Solved – Word Vectors in Word2Vec

deep learningmachine learningsentiment analysisword embeddingsword2vec

I am trying to do sentiment analysis. In order to convert the words to word vectors I am using word2vec model from gensim package. Suppose I have all the sentences in a list named 'sentences' and I am passing these sentences to word2vec as follows :

model = word2vec.Word2Vec(sentences, workers=4 , min_count=40, size=300,   window=5, sample=1e-3)

Since I am noob to word vectors I have two doubts.
1- Setting the number of features to 300 defines the features of a word vector. But what these features signify? If each word in this model is represented by a 1×300 numpy array, then what do these 300 features signify for that word?
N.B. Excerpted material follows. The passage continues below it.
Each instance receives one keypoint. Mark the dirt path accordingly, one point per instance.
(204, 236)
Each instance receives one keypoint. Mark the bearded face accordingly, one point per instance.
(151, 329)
2- What does down sampling as represented by 'sample' parameter in the above model do in actual?

Thanks in advance.

Best Answer

The features don't represent anything in particular: it's not like you can say oh, the third component is high so therefore this word represents an animal. Instead, what's meaningful about the features is similarities. Words that appear in similar contexts tend to end up with similar vectors. It also often satisfies analogy properties that you might have heard of, e.g. that (woman - man) + king is closest to queen. But again, you can't directly look at a feature and tell anything other than by looking at the words that are near it.


As to the sample parameter, the documentation says:

sample = threshold for configuring which higher-frequency words are randomly downsampled; default is 1e-3, useful range is (0, 1e-5).

(It's interesting that the default value is outside the "useful range"....)

When you train word2vec, it samples a lot of pairs of words, saying effectively "words $A$ and $B$ often appear together" and "words $A$ and $C$ don't." The sample argument apparently makes it choose very-frequent words less often in that training process, but it appears to be underdocumented. The relevant bit of source code appears to be here, if you want to see exactly what's going on.